Simply admitting that this diagnosis had hit me harder than I accepted and that I was struggling did make me feel better. It’s okay to miss having sex!!!
But I refuse to let it control my emotions any longer. So I got this idea off a lovely sexual health advice Youtuber called Hannah Witton, in which she suggested writing a letter to your illness.
I’m not happy that you came into my life; in fact, I preferred my life without you. (You don’t even pay rent). But since you look like you are going to be around for a while, I have to accept you. I have to let go of this bitterness and resentment I feel towards you because no matter how angry I get, it won’t make you leave, and it will just leave me miserable.

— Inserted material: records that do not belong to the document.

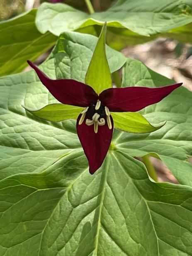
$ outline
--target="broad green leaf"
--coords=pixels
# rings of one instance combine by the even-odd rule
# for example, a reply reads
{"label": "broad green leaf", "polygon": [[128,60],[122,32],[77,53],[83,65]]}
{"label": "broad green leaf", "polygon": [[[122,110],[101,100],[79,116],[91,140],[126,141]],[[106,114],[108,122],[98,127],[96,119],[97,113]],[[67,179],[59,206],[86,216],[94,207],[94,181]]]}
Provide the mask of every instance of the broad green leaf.
{"label": "broad green leaf", "polygon": [[192,253],[192,189],[151,182],[119,151],[93,176],[77,151],[43,173],[4,179],[0,197],[2,255]]}
{"label": "broad green leaf", "polygon": [[[154,87],[174,83],[139,61],[128,59],[124,68],[124,86]],[[140,112],[149,122],[166,123],[150,134],[117,134],[116,146],[132,156],[150,153],[160,158],[181,183],[192,186],[192,165],[186,161],[192,155],[192,93],[182,86],[160,102],[146,108]]]}
{"label": "broad green leaf", "polygon": [[[74,44],[69,40],[67,46]],[[52,78],[55,54],[41,67]],[[127,60],[124,85],[173,82],[135,61]],[[181,87],[143,110],[151,123],[167,121],[158,131],[115,130],[114,150],[90,175],[74,120],[46,121],[22,107],[58,103],[33,71],[2,78],[0,85],[2,255],[192,255],[192,169],[186,161],[192,152],[189,90]],[[149,153],[173,166],[177,179],[189,185],[152,182],[133,157]]]}
{"label": "broad green leaf", "polygon": [[[143,39],[146,41],[150,40],[146,38],[146,36],[167,31],[170,31],[169,36],[174,38],[175,33],[173,32],[172,35],[172,30],[192,22],[192,8],[190,0],[182,2],[180,0],[144,2],[142,0],[119,0],[106,11],[89,15],[66,5],[44,3],[38,10],[36,23],[41,33],[49,31],[58,36],[63,31],[95,25],[103,26],[106,21],[108,27],[127,30],[127,40],[132,37],[133,32],[144,36]],[[140,42],[137,42],[137,39],[140,40],[139,37],[132,35],[135,39],[135,42],[132,40],[132,44]],[[120,47],[117,46],[116,49]]]}
{"label": "broad green leaf", "polygon": [[[51,54],[41,68],[51,78],[55,79],[55,63],[57,67],[59,54],[62,56],[65,50],[71,73],[68,71],[69,76],[62,78],[83,82],[97,39],[77,32],[66,33],[65,37],[66,39],[59,43],[61,51],[58,54],[54,50],[55,55]],[[87,44],[85,47],[85,41]],[[112,71],[119,69],[125,58],[107,48]],[[65,70],[65,65],[61,71]],[[34,71],[0,79],[0,179],[18,173],[42,171],[61,156],[81,147],[75,122],[51,123],[36,117],[22,107],[35,110],[58,103]]]}
{"label": "broad green leaf", "polygon": [[57,122],[67,119],[76,119],[83,110],[83,107],[56,103],[47,105],[37,110],[30,110],[26,107],[23,107],[37,117]]}
{"label": "broad green leaf", "polygon": [[109,67],[105,53],[105,24],[98,39],[85,79],[85,83],[91,86],[97,93],[112,87]]}
{"label": "broad green leaf", "polygon": [[[91,35],[76,32],[63,33],[56,47],[58,53],[54,55],[57,78],[75,79],[85,83],[85,75],[97,41],[97,37]],[[123,66],[126,58],[107,45],[106,50],[110,72],[112,73]],[[97,75],[97,73],[96,74]]]}
{"label": "broad green leaf", "polygon": [[110,112],[115,128],[136,133],[151,132],[161,128],[151,124],[145,117],[136,112]]}
{"label": "broad green leaf", "polygon": [[49,32],[42,34],[35,24],[36,10],[33,10],[0,22],[0,76],[17,73],[55,43]]}

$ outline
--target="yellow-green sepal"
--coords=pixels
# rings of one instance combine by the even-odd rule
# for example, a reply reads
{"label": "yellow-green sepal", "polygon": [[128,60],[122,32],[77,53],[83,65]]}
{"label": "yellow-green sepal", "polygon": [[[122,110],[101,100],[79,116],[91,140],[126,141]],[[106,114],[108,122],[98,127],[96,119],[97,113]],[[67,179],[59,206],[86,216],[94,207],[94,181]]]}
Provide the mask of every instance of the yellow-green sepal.
{"label": "yellow-green sepal", "polygon": [[112,80],[105,52],[106,22],[103,26],[85,76],[85,83],[100,94],[112,87]]}
{"label": "yellow-green sepal", "polygon": [[67,119],[76,119],[83,107],[61,104],[47,105],[40,110],[32,110],[23,106],[36,117],[51,122],[61,122]]}
{"label": "yellow-green sepal", "polygon": [[110,112],[114,127],[125,132],[134,133],[147,133],[156,131],[163,124],[155,127],[137,112]]}

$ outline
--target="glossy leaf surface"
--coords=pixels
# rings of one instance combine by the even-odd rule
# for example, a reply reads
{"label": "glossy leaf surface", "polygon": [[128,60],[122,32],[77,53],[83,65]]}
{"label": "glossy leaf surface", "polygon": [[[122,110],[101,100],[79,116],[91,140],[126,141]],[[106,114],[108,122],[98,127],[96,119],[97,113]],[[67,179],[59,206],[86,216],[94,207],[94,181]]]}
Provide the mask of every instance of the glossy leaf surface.
{"label": "glossy leaf surface", "polygon": [[[53,79],[54,63],[52,55],[41,67]],[[130,59],[123,80],[149,87],[173,82]],[[192,254],[191,92],[180,88],[143,111],[151,123],[167,121],[160,129],[116,130],[104,163],[90,175],[75,121],[45,121],[22,107],[58,103],[33,71],[2,78],[0,85],[2,255]],[[148,153],[183,185],[150,180],[133,157]]]}
{"label": "glossy leaf surface", "polygon": [[86,84],[91,86],[100,94],[103,90],[112,87],[112,80],[105,53],[106,25],[102,29],[85,76]]}
{"label": "glossy leaf surface", "polygon": [[0,76],[18,73],[56,40],[49,32],[42,34],[35,24],[36,10],[0,22]]}

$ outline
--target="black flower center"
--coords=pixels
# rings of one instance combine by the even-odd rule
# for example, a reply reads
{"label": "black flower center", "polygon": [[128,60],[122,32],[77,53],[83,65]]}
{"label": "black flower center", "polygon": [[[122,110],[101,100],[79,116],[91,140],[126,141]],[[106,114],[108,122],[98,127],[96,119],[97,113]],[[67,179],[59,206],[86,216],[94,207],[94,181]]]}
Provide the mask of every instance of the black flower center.
{"label": "black flower center", "polygon": [[89,108],[87,111],[87,115],[90,119],[92,119],[92,117],[97,113],[100,115],[100,118],[105,118],[106,117],[106,114],[105,110],[105,106],[102,102],[101,102],[101,105],[100,108],[98,110],[95,110],[95,107],[97,105],[97,102],[92,103],[90,106],[89,107]]}

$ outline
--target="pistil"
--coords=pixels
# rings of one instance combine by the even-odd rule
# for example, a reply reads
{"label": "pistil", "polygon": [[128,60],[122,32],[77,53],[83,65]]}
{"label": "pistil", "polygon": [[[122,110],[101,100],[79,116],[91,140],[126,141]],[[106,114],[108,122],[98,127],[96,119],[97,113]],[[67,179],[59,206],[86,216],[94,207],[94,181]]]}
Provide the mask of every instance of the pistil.
{"label": "pistil", "polygon": [[94,124],[94,132],[95,133],[98,132],[98,126],[102,126],[105,124],[105,118],[107,119],[109,129],[112,129],[109,110],[108,108],[104,106],[99,100],[96,103],[93,103],[90,107],[86,107],[81,114],[82,115],[79,121],[79,124],[83,124],[86,115],[90,117],[92,117],[92,119],[86,119],[85,124],[89,126]]}

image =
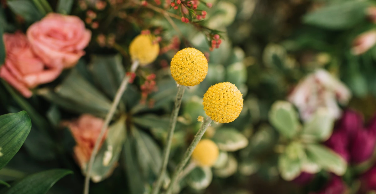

However, let’s not get too comfortable. Because as soon as I have the treatment I need, I will work my ass off to kick you out of my home.
I will no longer put my life on hold because of you.
Anxious and Hungry.
P.S. If anything sounds familiar, always read the NHS website on vaginismus and speak to a GP about treatment options.
 Crowley T, Richardson D, Goldmeier D (2006)., BASHH Special Interest Group for Sexual Dysfunction. Recommendations for the management of vaginismus: BASHH special interest group for sexual dysfunction. Int J STD AIDS. 17:14–8
 Diagnostic and statistical manual of mental disorders (2013). 5th ed. Washington, DC: American Psychiatric Association; American Psychiatric Association.
 Harish T, Muliyala K, Murthy P. Successful management of vaginismus: An eclectic approach. Indian J Psychiatry. 2011;53(2):154-5.